I no sooner perceived an abatement of the flames than, hurried on by an irresistible impulse, I endeavoured to penetrate the town. I could only do this on foot, as the mass of ruin was impracticable for a horse. I had never entered the city before, and its ways were unknown to me. The streets were blocked up, the ruins smoking; I climbed up one heap, only to view others in succession; and nothing told me where the centre of the town might be, or towards what point Raymond might have directed his course. The rain ceased; the clouds sunk behind the horizon; it was now evening, and the sun descended swiftly the western sky. I scrambled on, until I came to a street, whose wooden houses, half-burnt, had been cooled by the rain, and were fortunately uninjured by the gunpowder. Up this I hurried — until now I had not seen a vestige of man. Yet none of the defaced human forms which I distinguished, could be Raymond; so I turned my eyes away, while my heart sickened within me. I came to an open space — a mountain of ruin in the midst, announced that some large mosque had occupied the space — and here, scattered about, I saw various articles of luxury and wealth, singed, destroyed — but shewing what they had been in their ruin — jewels, strings of pearls, embroidered robes, rich furs, glittering tapestries, and oriental ornaments, seemed to have been collected here in a pile destined for destruction; but the rain had stopped the havoc midway.
Hours passed, while in this scene of ruin I sought for Raymond.

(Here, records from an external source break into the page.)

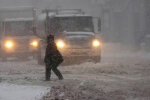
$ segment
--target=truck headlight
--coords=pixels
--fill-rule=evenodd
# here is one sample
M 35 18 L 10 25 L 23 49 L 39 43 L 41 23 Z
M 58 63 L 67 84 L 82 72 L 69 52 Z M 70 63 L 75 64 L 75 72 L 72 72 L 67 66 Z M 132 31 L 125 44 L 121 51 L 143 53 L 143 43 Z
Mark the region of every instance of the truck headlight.
M 12 41 L 6 41 L 5 42 L 5 47 L 8 49 L 11 49 L 14 46 L 14 43 Z
M 95 40 L 93 40 L 92 45 L 93 45 L 93 47 L 99 47 L 100 46 L 100 41 L 95 39 Z
M 38 43 L 38 41 L 32 41 L 30 43 L 30 45 L 33 46 L 33 47 L 38 47 L 39 43 Z
M 64 48 L 65 43 L 64 43 L 64 41 L 62 41 L 62 40 L 58 40 L 58 41 L 56 42 L 56 45 L 57 45 L 58 48 Z

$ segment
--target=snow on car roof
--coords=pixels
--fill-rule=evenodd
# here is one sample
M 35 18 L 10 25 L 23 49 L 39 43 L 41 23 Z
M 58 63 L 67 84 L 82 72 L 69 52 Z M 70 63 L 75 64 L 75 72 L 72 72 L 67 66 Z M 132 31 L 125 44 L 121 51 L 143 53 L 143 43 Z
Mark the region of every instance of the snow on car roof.
M 5 21 L 32 21 L 33 18 L 6 18 Z
M 49 13 L 49 17 L 92 17 L 90 15 L 86 14 L 55 14 L 55 13 Z M 44 20 L 46 18 L 46 14 L 41 14 L 38 16 L 39 20 Z

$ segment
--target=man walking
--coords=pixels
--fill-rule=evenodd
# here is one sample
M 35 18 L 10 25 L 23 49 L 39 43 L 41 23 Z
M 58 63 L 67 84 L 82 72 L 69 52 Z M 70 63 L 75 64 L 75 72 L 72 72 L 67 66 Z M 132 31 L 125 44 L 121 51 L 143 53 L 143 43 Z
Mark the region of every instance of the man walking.
M 63 79 L 62 74 L 57 67 L 63 62 L 63 57 L 57 49 L 53 35 L 47 36 L 47 47 L 44 62 L 46 64 L 45 79 L 50 80 L 51 70 L 56 74 L 59 80 Z

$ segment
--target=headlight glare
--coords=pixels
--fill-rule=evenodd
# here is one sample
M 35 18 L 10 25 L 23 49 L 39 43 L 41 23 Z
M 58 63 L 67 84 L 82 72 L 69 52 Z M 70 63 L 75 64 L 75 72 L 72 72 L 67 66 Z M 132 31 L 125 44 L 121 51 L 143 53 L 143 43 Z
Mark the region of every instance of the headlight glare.
M 5 42 L 5 47 L 6 47 L 6 48 L 10 49 L 10 48 L 12 48 L 13 46 L 14 46 L 14 44 L 13 44 L 12 41 L 6 41 L 6 42 Z
M 58 41 L 56 42 L 56 45 L 57 45 L 58 48 L 63 48 L 63 47 L 65 46 L 65 43 L 64 43 L 64 41 L 62 41 L 62 40 L 58 40 Z
M 32 45 L 33 47 L 38 47 L 39 43 L 38 41 L 32 41 L 30 45 Z
M 99 40 L 93 40 L 93 46 L 94 47 L 99 47 L 100 46 L 100 41 Z

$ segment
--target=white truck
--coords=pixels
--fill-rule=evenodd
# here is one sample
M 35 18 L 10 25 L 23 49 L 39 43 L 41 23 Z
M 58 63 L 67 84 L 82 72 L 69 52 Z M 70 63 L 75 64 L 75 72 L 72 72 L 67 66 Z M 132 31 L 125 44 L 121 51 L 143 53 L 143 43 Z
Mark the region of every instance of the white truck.
M 0 9 L 3 61 L 11 56 L 27 58 L 36 55 L 38 58 L 40 39 L 36 35 L 35 14 L 36 9 L 31 7 Z
M 101 43 L 93 19 L 80 9 L 44 10 L 38 16 L 37 33 L 43 39 L 55 35 L 65 61 L 89 59 L 97 63 L 101 61 Z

Insurmountable heaps sometimes opposed themselves; the still burning fires scorched me. The sun set; the atmosphere grew dim — and the evening star no longer shone companionless. The glare of flames attested the progress of destruction, while, during mingled light and obscurity, the piles around me took gigantic proportions and weird shapes. For a moment I could yield to the creative power of the imagination, and for a moment was soothed by the sublime fictions it presented to me. The beatings of my human heart drew me back to blank reality. Where, in this wilderness of death, art thou, O Raymond — ornament of England, deliverer of Greece, “hero of unwritten story,” where in this burning chaos are thy dear relics strewed? I called aloud for him — through the darkness of night, over the scorching ruins of fallen Constantinople, his name was heard; no voice replied — echo even was mute.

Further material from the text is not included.